Made by a company called Hodo, they can be found at numerous high-profile restaurants—and now at grocery stores around the country.
Credit: Photos courtesy of Hodo.

If you've had the chance to visit Sweetgreen, the fast-casual salad chain with 77 different locations across California, New York, DC, and a few other states, you know that one of their best features is the tofu, a must-have even for many meat eaters.

The secret to Sweetgreen's tofu, or those dishes on the West coast at least, is that it is supplied by a California-based tofu producer called Hodo. Founded in 2004, Hodo has since become one of the fastest-growing companies in the ever expanding plant-based protein industry, rivaling the likes of Tofurky with intriguing flavors—it also supplies all Chipotle locations across the nation.

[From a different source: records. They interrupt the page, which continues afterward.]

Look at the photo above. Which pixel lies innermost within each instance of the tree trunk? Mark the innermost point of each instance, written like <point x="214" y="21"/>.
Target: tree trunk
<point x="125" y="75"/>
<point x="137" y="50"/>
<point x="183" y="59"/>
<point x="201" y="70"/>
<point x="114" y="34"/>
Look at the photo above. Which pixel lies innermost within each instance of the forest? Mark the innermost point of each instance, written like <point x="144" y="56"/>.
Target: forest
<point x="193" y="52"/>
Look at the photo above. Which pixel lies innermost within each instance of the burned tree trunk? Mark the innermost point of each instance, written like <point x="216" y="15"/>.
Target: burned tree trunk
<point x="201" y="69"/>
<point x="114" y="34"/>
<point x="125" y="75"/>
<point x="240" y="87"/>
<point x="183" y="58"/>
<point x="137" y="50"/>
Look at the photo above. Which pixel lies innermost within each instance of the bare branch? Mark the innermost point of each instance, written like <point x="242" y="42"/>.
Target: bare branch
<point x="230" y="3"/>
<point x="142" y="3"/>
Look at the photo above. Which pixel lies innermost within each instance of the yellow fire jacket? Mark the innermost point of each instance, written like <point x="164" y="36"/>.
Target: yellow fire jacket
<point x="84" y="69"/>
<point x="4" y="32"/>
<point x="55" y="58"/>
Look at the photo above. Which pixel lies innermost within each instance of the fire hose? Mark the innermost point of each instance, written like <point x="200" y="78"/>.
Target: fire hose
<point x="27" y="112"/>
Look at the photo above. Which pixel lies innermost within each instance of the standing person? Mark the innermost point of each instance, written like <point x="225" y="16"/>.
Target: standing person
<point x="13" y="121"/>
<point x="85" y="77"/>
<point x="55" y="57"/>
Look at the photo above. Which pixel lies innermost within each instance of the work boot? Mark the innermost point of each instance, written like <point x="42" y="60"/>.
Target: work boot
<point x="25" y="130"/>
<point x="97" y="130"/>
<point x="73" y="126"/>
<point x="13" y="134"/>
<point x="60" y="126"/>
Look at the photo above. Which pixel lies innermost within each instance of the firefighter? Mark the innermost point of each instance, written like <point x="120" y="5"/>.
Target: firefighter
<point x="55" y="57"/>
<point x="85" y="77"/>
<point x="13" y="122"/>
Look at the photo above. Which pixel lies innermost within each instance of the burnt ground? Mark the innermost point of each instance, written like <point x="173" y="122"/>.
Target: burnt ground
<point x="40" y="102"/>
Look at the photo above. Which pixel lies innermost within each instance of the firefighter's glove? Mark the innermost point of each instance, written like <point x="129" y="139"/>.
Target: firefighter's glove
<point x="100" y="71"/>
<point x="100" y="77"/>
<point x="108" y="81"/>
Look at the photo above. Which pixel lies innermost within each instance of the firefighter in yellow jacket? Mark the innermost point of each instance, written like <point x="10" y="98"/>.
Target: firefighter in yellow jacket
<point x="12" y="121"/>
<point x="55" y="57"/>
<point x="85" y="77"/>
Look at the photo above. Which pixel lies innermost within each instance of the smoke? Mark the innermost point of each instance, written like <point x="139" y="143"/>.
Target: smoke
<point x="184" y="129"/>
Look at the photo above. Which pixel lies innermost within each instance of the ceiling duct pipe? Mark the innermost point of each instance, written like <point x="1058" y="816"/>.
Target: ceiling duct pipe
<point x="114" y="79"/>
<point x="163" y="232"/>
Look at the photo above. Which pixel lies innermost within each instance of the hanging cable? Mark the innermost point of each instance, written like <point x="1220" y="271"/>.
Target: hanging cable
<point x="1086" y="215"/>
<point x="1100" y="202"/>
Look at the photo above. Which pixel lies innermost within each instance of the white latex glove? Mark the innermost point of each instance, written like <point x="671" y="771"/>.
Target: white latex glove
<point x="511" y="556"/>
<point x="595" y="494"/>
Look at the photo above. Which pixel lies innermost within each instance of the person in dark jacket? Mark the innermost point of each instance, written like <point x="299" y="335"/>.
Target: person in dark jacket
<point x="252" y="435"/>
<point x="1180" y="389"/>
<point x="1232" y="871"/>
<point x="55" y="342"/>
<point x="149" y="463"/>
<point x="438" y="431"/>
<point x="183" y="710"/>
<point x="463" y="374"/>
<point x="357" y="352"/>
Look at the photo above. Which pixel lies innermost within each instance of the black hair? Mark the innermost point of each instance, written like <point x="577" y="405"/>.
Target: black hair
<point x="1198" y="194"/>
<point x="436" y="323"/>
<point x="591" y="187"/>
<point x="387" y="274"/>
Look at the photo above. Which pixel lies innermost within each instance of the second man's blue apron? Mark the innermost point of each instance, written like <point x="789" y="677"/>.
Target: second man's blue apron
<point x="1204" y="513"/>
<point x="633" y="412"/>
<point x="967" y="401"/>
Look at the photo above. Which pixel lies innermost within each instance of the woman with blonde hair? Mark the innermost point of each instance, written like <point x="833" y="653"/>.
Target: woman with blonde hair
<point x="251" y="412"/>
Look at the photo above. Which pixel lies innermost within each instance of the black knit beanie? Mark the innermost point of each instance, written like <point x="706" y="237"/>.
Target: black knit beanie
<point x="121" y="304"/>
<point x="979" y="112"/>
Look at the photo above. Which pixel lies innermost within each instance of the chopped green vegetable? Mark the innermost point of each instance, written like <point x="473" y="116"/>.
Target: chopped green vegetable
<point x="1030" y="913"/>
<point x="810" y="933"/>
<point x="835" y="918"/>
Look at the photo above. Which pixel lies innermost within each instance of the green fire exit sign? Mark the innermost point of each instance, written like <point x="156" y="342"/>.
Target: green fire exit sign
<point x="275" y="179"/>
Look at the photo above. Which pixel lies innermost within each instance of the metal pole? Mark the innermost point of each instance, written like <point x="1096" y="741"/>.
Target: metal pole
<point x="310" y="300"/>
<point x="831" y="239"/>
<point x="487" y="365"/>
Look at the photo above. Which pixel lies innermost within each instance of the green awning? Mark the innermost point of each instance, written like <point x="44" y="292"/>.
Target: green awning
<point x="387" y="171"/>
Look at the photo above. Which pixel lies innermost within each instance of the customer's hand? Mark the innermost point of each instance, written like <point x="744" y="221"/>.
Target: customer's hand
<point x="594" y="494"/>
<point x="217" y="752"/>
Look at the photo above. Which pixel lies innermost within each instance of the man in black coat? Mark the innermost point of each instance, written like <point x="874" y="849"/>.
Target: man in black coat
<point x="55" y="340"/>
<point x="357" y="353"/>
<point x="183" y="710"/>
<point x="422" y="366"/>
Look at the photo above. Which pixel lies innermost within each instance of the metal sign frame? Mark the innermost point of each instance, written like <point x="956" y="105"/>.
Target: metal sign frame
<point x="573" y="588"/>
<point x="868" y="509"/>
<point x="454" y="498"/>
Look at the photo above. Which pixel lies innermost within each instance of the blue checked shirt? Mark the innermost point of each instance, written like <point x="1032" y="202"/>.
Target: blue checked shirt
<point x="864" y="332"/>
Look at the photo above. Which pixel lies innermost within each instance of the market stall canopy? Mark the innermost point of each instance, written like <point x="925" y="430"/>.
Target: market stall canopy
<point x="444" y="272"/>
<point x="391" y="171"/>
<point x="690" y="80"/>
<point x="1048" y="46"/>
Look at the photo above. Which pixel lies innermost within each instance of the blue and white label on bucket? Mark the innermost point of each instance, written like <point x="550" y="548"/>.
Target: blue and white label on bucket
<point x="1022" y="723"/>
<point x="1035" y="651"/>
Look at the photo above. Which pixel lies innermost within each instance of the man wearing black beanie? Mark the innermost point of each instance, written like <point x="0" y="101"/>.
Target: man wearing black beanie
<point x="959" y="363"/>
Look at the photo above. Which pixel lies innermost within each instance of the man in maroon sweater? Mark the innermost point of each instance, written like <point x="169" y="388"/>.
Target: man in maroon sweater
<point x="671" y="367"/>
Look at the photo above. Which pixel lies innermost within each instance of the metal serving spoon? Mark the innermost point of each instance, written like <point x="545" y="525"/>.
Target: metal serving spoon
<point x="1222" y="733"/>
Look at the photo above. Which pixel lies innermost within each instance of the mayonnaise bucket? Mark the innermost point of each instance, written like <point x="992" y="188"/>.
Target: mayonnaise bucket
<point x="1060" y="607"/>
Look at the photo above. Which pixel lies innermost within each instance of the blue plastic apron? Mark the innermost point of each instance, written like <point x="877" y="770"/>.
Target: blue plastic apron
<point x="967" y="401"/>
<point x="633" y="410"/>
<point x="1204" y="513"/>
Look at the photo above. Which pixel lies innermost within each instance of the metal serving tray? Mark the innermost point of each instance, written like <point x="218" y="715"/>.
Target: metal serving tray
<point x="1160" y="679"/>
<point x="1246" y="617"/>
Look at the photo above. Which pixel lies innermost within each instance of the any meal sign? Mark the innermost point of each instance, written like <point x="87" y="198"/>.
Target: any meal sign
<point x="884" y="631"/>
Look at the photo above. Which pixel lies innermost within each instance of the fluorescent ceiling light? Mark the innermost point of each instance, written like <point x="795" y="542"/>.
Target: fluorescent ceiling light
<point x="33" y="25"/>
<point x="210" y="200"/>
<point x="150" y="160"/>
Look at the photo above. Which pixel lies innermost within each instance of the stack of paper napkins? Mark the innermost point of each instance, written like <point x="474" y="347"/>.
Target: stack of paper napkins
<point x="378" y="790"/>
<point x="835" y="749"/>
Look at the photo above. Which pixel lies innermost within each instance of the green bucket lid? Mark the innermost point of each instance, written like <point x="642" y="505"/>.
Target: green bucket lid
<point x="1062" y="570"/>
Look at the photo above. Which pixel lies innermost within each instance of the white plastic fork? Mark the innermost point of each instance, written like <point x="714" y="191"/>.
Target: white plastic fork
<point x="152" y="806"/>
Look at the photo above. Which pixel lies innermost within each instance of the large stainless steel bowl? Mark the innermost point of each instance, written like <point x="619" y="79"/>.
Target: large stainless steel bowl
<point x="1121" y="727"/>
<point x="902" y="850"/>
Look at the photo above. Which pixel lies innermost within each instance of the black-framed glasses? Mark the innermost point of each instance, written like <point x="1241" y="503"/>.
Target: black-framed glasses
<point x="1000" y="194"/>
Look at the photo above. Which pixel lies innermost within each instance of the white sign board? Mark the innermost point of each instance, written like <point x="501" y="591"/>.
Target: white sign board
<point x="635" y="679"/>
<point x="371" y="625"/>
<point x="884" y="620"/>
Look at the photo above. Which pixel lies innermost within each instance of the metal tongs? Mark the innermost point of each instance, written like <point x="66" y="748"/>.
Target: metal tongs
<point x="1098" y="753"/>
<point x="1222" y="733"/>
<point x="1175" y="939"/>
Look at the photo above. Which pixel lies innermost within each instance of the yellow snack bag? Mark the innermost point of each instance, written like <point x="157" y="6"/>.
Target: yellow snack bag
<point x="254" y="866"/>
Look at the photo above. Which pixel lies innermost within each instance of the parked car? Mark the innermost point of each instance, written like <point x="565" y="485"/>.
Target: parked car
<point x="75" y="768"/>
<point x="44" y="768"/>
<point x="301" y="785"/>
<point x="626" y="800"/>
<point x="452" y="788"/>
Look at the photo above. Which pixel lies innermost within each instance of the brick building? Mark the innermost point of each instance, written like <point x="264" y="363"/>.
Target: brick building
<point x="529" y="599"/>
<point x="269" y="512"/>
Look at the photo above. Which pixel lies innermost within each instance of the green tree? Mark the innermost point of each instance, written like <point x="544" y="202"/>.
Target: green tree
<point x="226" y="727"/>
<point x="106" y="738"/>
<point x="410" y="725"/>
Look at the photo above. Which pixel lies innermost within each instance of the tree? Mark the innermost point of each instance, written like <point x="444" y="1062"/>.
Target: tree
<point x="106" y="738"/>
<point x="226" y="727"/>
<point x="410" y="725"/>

According to Bloomberg, Hodo's signature products are now available at Whole Foods Markets across the nation. If you have yet to taste Sweetgreen's tofu, you'll be able to do so at home without too much effort: Hodo's offerings at Whole Foods are all ready-to-eat and include a few products you can add to any meal.

At Whole Foods, you'll find a pair of tofu meals that you can eat on the fly—including the brand's Thai curry tofu nuggets, which are braised in lemongrass and turmeric, sold for $5.49 a pack. Each serving of the nuggets pack in 17g of protein, about 30 percent of what vegetarians and vegans should be eating every day, and just 160 calories as well as 410mg of sodium.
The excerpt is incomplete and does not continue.